Each member-unit contract was incorporated by reference and had attached the "master contract" between the agency and the United States. The voters within each of the affected areas were therefore fully informed of what they were voting for, especially since a copy of the member-unit contract was made a part of the notice of election. No defect which affects the substantial rights of the parties has been cited. (Wat. Code, § 22678.) Unlike the Ivanhoe and Madera cases no real contention has been made in this case that the Santa Barbara elections were invalid. At most, the defendants in that action denied the validity of the election in their answer but did not argue or brief the issue.

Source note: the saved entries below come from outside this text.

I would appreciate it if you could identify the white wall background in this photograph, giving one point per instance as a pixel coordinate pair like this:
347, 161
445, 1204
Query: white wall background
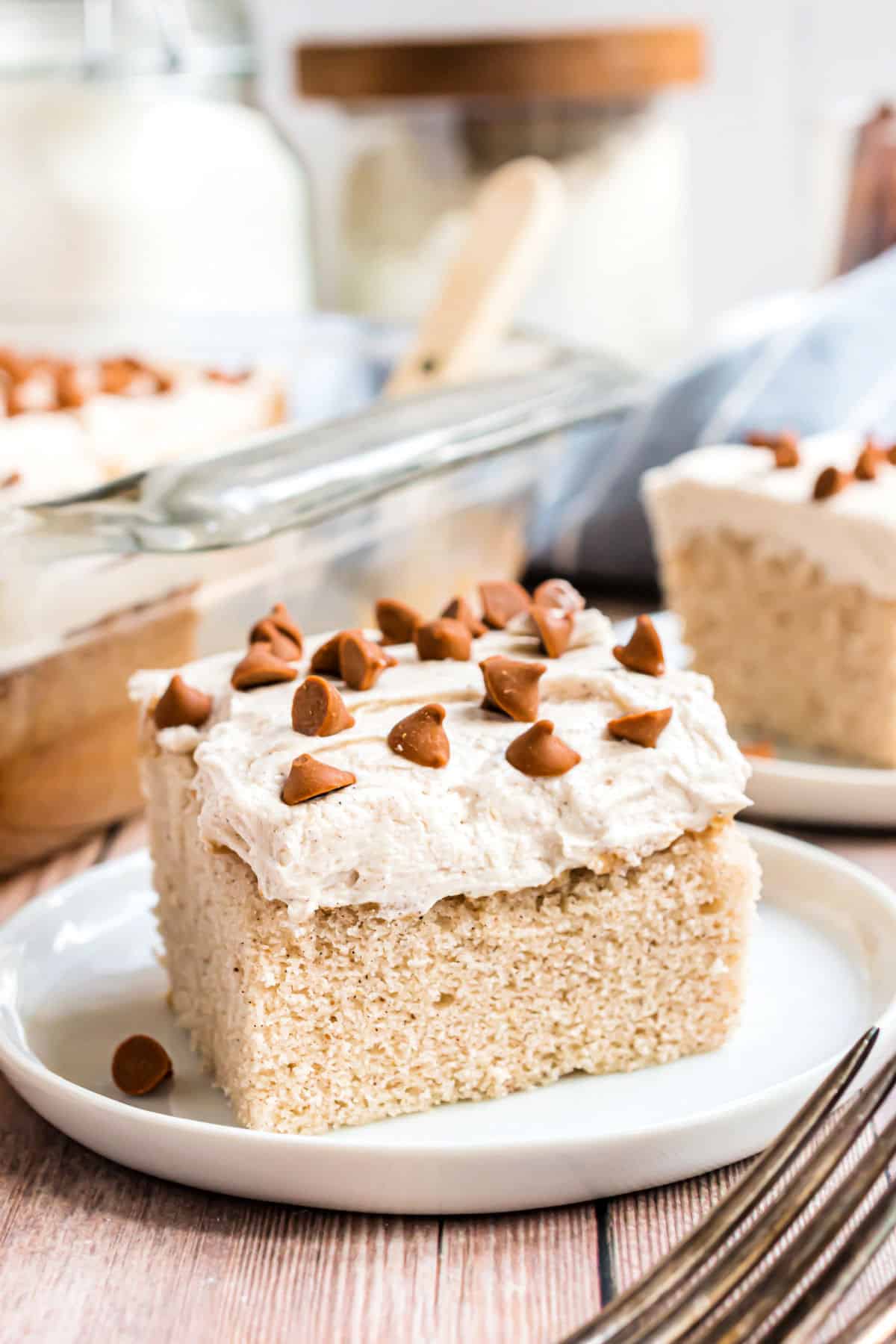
778, 72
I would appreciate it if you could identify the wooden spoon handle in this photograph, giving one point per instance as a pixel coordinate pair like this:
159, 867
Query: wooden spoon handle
514, 218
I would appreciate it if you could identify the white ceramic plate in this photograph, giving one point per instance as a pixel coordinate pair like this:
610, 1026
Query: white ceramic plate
78, 974
800, 785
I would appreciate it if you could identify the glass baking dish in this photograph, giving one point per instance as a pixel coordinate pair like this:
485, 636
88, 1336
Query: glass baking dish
72, 636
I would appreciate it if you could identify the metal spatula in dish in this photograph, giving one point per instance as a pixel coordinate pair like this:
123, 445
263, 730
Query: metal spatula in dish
289, 477
300, 477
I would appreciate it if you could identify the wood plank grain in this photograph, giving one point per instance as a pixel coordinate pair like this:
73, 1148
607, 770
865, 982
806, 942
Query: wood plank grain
517, 1278
30, 882
89, 1249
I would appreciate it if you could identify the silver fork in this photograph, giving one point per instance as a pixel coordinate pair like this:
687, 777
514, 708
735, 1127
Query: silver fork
687, 1295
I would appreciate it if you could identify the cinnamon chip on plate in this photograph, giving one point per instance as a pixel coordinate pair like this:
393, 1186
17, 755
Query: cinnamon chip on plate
642, 727
284, 625
830, 482
37, 391
181, 705
558, 593
319, 710
539, 753
644, 651
326, 659
868, 463
421, 737
396, 620
444, 638
361, 662
75, 385
786, 456
311, 779
501, 600
261, 667
512, 687
460, 609
766, 750
223, 376
129, 376
140, 1065
554, 626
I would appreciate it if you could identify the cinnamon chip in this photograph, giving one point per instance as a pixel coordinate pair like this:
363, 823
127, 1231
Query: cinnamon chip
642, 726
261, 667
129, 376
444, 638
868, 463
319, 710
644, 651
222, 376
37, 391
285, 626
311, 779
786, 456
460, 609
501, 600
326, 659
421, 737
77, 383
140, 1065
396, 620
361, 662
281, 645
759, 749
180, 705
830, 482
786, 440
558, 593
539, 753
555, 629
512, 687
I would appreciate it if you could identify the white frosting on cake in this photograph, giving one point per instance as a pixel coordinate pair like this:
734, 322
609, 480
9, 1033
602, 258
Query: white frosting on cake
47, 455
406, 836
62, 452
738, 490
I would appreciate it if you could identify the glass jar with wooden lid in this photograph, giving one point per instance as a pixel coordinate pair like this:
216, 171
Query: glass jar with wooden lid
418, 125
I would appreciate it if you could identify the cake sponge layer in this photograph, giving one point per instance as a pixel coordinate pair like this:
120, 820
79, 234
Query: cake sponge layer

The trial court found that the elections were valid, and no serious contention has been made spelling out any alleged facts which show the elections were invalid.
It appears beyond doubt, that if elections were required at all (as to which there is some doubt because of the provisions of the Santa Barbara County Water Agency Act, § 6.1 (Stats. 1945, ch. 1501)) elections were held, at which the contracts were approved overwhelmingly. Further, there can be no question of the sufficiency of the notice of election, since all the contracts involved as to each "member-unit" were incorporated by reference into that notice. The voters therefore were fully apprised of what they were voting for.
For the foregoing reasons the judgment should be affirmed. It is so ordered.
Gibson, C. J., Traynor, J,. and White, J., concurred.
Schauer, J., Spence, J., and McComb, J., concurred in the judgment.